The next three and a half hours was spent on little more than a dirt track – typical of the small rural villages, but unfathomable for the only route to possibly the most rewarding tourist spot in Ghana. Standing up we were thrown from side to side dramatically as the driver tried to steer a path for his huge, over-populated bus. On several occasions I felt the need to lean against the titling angle of the coach in the vain hope my shifting weight might help keep the bus on four wheels. We made it in the end, but you could suddenly see why so many Ghanaians are religious – there were more than a couple of times when I was looking round for a spare set of rosary beads.

Larabanga is smaller than I was expecting with only 4,000 people in the community. Luckily we’d had the foresight to cal ahead to reserve space with the Salia Brothers Guest House, and one of them met us from the bus – Larabanga is notoriously hassle prone for tourists, especially those arriving in the dark.

The guesthouse again was smaller than I’d imagined, but homely and cheap at five Cedi each for the night – after dropping off our bags one of the brothers became our unofficial tour guide and took us on the short walk through the dark alleyways between the traditional mud huts to the main reason for visiting Larabanga – the mosque. Accepted as the oldest building in Ghana (but exact dates vary wildly), and equipped with enough myths and legends to satisfy the most demanding tourist, the mosque is the focal point of the exclusively Moslem village. The locals here are immensely proud of the white clay building, and although we weren’t actually permitted to enter the building it was an admittedly impressive sight.

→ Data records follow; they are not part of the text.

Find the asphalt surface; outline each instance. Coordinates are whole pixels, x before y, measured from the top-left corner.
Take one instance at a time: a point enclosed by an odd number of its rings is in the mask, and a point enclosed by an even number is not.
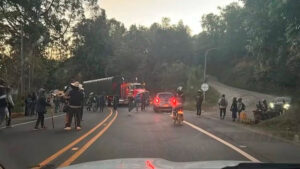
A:
[[[299,163],[300,159],[299,145],[207,114],[197,117],[186,111],[186,123],[174,126],[169,113],[154,113],[150,107],[130,115],[125,107],[118,112],[106,109],[104,113],[85,112],[81,131],[64,131],[64,118],[55,118],[54,129],[51,118],[46,120],[46,130],[34,131],[34,122],[0,129],[0,163],[20,169],[119,158],[188,162],[251,161],[253,157],[261,162],[287,163]]]
[[[240,88],[223,84],[219,82],[216,77],[210,75],[208,77],[208,84],[212,86],[214,89],[216,89],[220,94],[225,94],[226,99],[228,100],[228,109],[232,104],[233,97],[242,98],[243,103],[246,105],[246,110],[244,112],[247,114],[247,117],[249,117],[250,119],[254,119],[252,111],[256,109],[256,104],[258,103],[259,100],[262,101],[266,99],[266,101],[269,103],[274,98],[276,98],[276,96],[273,95],[240,89]],[[230,117],[231,112],[227,113],[226,116]]]

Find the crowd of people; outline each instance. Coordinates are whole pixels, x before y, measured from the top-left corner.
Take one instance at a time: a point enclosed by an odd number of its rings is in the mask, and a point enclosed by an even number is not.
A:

As it’s Friday night, the club next door to Salia Brothers was in full swing, so with no chance of sleep anytime soon we climbed a rickety ladder to the roof of the guesthouse where we enjoyed a chilled out, and much needed lager. With a total darkness that’s never possible in the UK and a perfectly clear sky, we marveled at the million and one stars in the night sky. I’ve heard people talk about the sky in these terms before but never seen it for myself.

Charmed by the view and stung a little by the romanticism of it (partly fuelled no doubt by the 5.7% Stone Beer) I decided to take up the option of sleeping on the roof under the night’s canopy. With my mattress moved to the roof and just under my cotton sleeping bag it was an unforgettable experience to drift off under the stars, and wake up again to the noises of the small village waking up and setting about a day’s work.